Our Lady of Good Fortune Casino Night

When I grew up in Queens, New York, the local Diocese of Brooklyn made up its financial deficits the old fashioned way. It ran large-scale illegal gambling. Under the cover of legal “Las Vegas Nights,” parishes all across Queens would allow high-stakes poker games, week after week. I know, because my mother (sadly, a compulsive gambler) lost tens of thousands at them over the years, nearly destroying my family.  (My dad, a hardworking letter carrier, couldn’t keep up with the debts she ran up with small-time hoodlums.) Those poker games were clearly against the law. But friendly Irish cops would not enforce that law. In fact, they sometimes volunteered to serve as free security guards outside the doors. No doubt those cops thought that they were acting as “Catholics” before “Americans.”

I think we can agree that they were wrong. So was Bishop Francis Mugavero, who let his pastors rake in (collectively) tens of millions via such shenanigans.

Sanctuary Churches?

Likewise, bishops are wrong when they promise to use Catholic church facilities to frustrate the enforcement of U.S. immigration laws. But 24 U.S. bishops did just that in their recent Message from Modesto, sponsored by the Soros-funded quasi-Marxist organization PICO.

U.S. immigration laws are not unjust. What’s more, such laws are subject to change via democratic vote. Any time that bishops as citizens want to increase U.S. immigration quotas, they’re free to call their congressmen and urge them to vote that way. They are not free to flout those laws, override those quotas, and claim that the church has the right to offer “sanctuary” to lawbreakers.

When it comes to abortion, the issue is different, because that law is clearly and without question completely unjust. Furthermore, judges snatched it out of the reach of realistic democratic change. So if bishops want to back Operation Rescue in peaceful demonstrations at abortion clinics, that seems reasonable, within limits.

But would we back bishops who went a good deal further — as far as some are going on immigration? Would we want bishops helping people to vandalize clinics? To produce phony documents that would close clinics down over trumped-up health violations? To hide pro-lifers who committed such crimes, so they couldn’t be prosecuted? At a certain point, backing a high principle doesn’t excuse aggressive attacks on law and public order. If that’s true on abortion, it certainly is on immigration.

Catholic First, American Second?

So let’s return to the question. Should U.S. Catholics see ourselves as “Catholics first, Americans second”? Yes, whenever:

  • The government attacks our religious liberty, as in the Obama administration’s efforts to make the Little Sisters of the Poor pay for abortion pills.
  • Our fellow Catholics in other countries are being persecuted, and the U.S. government is ignoring it, as in the ethnic cleansing of Christians from Iraq since 2003.
  • A law is unjust because it violates the “law of Nature” and of “Nature’s God,” such as laws permitting abortion or same-sex marriage.
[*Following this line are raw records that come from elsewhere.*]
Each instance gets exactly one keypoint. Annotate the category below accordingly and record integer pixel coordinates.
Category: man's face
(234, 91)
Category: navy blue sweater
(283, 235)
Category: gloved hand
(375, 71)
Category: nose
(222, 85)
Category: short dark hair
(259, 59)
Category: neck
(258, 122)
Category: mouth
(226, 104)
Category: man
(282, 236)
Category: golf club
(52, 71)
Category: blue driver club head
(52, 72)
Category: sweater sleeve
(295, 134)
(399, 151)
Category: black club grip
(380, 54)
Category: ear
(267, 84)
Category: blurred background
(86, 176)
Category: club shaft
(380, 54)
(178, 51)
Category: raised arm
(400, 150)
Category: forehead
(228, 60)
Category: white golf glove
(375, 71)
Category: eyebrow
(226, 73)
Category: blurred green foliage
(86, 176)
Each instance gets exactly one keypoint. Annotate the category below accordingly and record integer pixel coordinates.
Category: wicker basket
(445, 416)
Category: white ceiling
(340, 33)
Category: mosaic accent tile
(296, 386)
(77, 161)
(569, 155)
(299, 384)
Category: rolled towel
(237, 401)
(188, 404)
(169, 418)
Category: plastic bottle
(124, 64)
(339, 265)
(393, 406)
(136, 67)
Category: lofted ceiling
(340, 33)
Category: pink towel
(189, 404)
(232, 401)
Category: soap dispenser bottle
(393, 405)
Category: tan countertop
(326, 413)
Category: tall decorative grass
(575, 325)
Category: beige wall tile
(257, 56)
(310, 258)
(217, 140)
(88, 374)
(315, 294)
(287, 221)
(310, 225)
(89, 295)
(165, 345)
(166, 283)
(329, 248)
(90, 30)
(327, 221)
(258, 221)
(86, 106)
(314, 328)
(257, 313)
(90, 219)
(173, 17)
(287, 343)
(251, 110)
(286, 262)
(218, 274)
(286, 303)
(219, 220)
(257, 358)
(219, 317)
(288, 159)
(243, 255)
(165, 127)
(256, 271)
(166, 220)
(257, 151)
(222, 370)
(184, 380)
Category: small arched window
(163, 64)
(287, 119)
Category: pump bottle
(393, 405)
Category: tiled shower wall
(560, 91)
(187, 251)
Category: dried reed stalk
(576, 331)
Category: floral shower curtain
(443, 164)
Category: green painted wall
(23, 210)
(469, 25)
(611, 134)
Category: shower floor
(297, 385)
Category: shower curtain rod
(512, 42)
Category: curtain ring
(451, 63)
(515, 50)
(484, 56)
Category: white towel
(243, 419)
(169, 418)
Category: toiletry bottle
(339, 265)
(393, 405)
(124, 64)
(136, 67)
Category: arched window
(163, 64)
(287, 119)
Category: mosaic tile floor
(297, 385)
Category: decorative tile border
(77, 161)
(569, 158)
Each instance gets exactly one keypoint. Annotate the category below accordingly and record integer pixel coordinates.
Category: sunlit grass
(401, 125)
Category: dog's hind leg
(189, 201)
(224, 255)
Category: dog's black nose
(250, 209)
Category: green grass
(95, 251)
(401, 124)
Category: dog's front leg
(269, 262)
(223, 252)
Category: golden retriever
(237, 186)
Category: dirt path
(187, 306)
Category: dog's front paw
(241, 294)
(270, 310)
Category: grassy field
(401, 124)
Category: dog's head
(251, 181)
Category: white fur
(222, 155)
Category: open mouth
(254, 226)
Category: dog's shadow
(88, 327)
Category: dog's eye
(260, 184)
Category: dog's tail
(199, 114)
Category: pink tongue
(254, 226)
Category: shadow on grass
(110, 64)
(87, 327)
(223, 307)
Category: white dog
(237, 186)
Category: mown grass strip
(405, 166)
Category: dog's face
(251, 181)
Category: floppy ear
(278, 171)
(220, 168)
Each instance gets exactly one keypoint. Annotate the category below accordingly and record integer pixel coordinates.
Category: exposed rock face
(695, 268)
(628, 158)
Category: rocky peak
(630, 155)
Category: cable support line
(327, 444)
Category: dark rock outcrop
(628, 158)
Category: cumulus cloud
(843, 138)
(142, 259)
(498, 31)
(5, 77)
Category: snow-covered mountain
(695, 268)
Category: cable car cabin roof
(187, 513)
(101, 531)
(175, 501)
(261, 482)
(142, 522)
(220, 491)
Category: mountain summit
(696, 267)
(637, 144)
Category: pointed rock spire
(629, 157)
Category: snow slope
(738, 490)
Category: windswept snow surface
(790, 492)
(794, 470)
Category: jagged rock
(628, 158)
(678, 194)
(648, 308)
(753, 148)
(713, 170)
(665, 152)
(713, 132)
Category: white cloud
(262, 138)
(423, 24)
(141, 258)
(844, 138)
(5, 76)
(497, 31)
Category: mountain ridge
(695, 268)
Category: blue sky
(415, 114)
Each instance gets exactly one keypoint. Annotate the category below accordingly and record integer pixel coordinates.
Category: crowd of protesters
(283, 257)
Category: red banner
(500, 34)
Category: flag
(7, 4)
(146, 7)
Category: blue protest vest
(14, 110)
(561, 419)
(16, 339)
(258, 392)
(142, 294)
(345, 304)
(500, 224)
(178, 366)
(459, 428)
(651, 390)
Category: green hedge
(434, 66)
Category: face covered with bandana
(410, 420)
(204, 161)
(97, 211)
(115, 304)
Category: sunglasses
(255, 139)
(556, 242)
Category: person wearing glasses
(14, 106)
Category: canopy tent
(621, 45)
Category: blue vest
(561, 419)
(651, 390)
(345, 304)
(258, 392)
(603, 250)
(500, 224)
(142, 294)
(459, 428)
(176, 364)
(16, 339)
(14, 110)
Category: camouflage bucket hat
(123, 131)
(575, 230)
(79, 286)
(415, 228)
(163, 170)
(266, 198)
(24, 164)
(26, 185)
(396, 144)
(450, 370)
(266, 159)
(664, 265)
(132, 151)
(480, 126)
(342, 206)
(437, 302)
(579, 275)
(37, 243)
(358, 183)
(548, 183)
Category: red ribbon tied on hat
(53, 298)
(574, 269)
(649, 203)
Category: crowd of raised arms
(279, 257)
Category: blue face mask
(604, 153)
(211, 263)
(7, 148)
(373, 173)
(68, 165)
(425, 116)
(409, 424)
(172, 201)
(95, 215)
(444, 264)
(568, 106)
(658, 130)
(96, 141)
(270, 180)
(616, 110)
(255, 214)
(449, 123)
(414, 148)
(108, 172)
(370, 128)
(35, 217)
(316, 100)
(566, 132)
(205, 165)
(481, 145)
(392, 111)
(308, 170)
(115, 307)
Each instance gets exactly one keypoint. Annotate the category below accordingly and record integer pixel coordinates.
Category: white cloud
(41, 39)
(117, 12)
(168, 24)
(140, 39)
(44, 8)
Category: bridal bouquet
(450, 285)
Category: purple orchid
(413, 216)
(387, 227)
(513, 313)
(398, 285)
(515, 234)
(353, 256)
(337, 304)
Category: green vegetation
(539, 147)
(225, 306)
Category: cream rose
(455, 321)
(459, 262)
It’s not true that we should act as “Catholics first” in other cases, for instance when:

  • The pope or our bishops exceed their authority on issues like climate change or immigration policy.
  • Those same authorities go way beyond their expertise to demand specific policies from our government, in the name of Catholic principles — which the church teaches it’s up to the laity, not the clergy, to implement.
  • Those leaders act or ask us to act as if Catholicism were some self-interested political tribe, rather than a world religion that claims to speak universal truth.

In other words, I wish more cops in Queens had said to pastors: “Er, no Father. I won’t work security for your illegal poker games. In fact, you’re under arrest.”